Creating a Test Bench and Simulation

To exercise my IP block, I created a test bench file as a simulation source in Vivado. First, I created registers for the input key and a clock signal. I instantiated a DES block and connected the `key` input to the `key` register and the `clock` input to the `clock` register. In the `initial` block, I provided the same 64-bit key I used as an input to my python implementation. Fifty nanoseconds later, I set the `clock` signal high to trigger the DES core. The `\$display` calls in the `always` block above let me debug the output.

```````timescale 1ns / 1ps

module test_bench;

reg [0:63] key = 0;
reg clock = 0;

//UUT
DES uut (
.key(key),
.clock(clock)
);

initial
begin
key =  64'B00010011_00110100_01010111_01111001_10011011_10111100_11011111_11110001;
#5 clock = 1;
#5 \$finish;
end

endmodule
``````

Simulating the model resulted in the expected 16 round keys.

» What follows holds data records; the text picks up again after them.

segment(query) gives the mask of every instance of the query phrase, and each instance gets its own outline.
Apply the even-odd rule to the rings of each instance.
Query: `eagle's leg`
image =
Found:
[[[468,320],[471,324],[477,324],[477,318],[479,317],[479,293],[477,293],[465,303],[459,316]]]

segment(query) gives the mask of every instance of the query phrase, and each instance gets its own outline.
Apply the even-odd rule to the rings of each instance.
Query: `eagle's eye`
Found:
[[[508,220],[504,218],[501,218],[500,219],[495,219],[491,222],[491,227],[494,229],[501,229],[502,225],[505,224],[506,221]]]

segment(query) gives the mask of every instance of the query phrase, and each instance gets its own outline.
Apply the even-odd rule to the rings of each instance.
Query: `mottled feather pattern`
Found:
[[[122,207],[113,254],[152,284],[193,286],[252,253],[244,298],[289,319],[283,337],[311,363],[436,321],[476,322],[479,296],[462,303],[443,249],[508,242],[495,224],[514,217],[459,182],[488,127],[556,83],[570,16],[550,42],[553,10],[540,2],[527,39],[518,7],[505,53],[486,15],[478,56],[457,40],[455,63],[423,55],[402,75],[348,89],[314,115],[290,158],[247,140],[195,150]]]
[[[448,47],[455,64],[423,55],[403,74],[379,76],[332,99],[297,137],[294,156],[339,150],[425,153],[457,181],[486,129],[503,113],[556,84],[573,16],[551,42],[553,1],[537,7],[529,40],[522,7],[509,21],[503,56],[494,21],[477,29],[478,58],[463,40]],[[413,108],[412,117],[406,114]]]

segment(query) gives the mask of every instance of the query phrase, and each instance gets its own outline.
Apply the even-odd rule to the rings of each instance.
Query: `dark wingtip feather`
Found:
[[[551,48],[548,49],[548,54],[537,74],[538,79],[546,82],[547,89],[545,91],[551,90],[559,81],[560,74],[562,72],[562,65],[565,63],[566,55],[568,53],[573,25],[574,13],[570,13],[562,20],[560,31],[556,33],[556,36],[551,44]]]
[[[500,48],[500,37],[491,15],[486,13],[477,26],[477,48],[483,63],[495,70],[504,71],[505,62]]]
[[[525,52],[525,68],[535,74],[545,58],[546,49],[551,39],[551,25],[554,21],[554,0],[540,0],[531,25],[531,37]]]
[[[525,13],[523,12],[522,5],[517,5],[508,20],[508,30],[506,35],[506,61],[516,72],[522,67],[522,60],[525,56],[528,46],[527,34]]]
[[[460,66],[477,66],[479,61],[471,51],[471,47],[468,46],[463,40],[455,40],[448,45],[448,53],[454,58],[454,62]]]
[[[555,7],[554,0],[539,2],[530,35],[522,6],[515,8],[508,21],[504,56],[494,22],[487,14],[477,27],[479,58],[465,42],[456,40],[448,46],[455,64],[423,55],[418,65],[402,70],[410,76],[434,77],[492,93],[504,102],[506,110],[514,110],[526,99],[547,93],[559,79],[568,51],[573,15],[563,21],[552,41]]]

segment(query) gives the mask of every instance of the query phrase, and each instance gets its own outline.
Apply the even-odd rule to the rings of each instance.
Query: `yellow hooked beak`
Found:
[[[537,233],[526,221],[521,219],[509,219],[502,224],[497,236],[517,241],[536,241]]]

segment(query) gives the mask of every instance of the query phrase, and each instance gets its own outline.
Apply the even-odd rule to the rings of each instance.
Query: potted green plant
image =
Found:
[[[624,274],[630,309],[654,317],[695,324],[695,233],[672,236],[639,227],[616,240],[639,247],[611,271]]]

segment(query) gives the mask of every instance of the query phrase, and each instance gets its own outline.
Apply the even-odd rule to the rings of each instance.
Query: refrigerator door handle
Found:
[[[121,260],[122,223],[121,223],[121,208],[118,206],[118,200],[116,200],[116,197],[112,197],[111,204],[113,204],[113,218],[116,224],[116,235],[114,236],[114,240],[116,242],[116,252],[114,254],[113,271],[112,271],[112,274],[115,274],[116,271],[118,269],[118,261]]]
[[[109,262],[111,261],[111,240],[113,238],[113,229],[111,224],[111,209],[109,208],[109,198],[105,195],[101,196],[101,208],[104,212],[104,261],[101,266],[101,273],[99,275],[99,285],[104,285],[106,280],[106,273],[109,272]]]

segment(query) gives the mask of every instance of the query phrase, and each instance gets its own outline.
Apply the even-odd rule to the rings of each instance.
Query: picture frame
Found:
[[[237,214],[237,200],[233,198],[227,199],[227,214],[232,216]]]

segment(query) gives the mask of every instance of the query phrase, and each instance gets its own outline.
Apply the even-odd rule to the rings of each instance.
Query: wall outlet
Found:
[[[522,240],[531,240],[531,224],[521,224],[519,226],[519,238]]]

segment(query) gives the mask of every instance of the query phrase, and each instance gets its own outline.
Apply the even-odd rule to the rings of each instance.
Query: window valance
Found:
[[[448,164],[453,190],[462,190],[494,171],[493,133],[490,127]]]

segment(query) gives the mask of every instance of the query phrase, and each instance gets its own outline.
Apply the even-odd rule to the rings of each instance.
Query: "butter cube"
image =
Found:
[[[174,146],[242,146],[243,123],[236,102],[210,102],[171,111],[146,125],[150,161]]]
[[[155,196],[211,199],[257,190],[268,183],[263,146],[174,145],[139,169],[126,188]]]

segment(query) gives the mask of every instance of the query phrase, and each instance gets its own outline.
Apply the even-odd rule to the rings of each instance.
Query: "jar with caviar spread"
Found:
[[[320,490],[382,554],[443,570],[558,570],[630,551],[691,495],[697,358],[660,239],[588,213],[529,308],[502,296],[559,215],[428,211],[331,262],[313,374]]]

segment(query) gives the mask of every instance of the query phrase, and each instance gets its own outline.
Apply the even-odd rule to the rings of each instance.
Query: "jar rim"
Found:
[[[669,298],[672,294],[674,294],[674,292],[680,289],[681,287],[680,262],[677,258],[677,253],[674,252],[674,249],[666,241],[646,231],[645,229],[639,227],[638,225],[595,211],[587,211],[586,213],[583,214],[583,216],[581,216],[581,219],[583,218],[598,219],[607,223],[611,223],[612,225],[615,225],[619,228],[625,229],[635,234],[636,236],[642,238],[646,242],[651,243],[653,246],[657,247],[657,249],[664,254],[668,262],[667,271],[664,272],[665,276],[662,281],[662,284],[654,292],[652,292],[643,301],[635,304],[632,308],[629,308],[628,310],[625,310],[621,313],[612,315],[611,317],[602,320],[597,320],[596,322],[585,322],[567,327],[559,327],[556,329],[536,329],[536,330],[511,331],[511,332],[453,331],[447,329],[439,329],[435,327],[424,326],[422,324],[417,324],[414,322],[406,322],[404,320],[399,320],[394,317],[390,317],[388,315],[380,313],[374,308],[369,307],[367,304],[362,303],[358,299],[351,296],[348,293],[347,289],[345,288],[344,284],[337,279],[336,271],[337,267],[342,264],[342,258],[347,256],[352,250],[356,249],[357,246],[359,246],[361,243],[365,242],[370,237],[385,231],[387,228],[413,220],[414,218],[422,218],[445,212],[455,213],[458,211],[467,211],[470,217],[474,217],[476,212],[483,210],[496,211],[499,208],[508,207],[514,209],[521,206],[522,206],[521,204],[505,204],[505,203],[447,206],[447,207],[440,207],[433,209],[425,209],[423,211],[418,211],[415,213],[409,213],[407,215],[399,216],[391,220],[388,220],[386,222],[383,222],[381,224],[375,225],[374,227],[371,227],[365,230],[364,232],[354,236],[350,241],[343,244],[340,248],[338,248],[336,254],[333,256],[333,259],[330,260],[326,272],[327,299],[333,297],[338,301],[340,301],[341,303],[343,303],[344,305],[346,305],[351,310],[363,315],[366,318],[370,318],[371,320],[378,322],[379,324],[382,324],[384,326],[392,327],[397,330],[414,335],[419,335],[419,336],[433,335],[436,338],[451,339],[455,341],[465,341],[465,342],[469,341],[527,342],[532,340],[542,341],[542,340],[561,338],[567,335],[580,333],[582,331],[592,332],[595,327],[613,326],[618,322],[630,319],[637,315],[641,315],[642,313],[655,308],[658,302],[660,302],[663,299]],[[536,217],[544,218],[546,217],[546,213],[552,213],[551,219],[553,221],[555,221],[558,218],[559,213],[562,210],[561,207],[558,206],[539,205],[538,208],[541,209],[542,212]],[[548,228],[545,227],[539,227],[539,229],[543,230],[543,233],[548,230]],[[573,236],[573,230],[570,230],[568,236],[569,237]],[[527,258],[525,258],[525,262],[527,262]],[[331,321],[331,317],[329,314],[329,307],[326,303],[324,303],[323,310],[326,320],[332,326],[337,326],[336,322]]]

``````Vivado Simulator 2020.1
Time resolution is 1 ps
K01 = 000110 110000 001011 101111 111111 000111 000001 110010
K02 = 011110 011010 111011 011001 110110 111100 100111 100101
K03 = 010101 011111 110010 001010 010000 101100 111110 011001
K04 = 011100 101010 110111 010110 110110 110011 010100 011101
K05 = 011111 001110 110000 000111 111010 110101 001110 101000
K06 = 011000 111010 010100 111110 010100 000111 101100 101111
K07 = 111011 001000 010010 110111 111101 100001 100010 111100
K08 = 111101 111000 101000 111010 110000 010011 101111 111011
K09 = 111000 001101 101111 101011 111011 011110 011110 000001
K10 = 101100 011111 001101 000111 101110 100100 011001 001111
K11 = 001000 010101 111111 010011 110111 101101 001110 000110
K12 = 011101 010111 000111 110101 100101 000110 011111 101001
K13 = 100101 111100 010111 010001 111110 101011 101001 000001
K14 = 010111 110100 001110 110111 111100 101110 011100 111010
K15 = 101111 111001 000110 001101 001111 010011 111100 001010
K16 = 110010 110011 110110 001011 000011 100001 011111 110101

``````

Summary

While I haven't had anyone review this design yet, I am satisfied with producing the expected output. I look forward to continuing with the rest of the DES algorithm and refining my implementation as my Verilog and CDL engineering skills improve.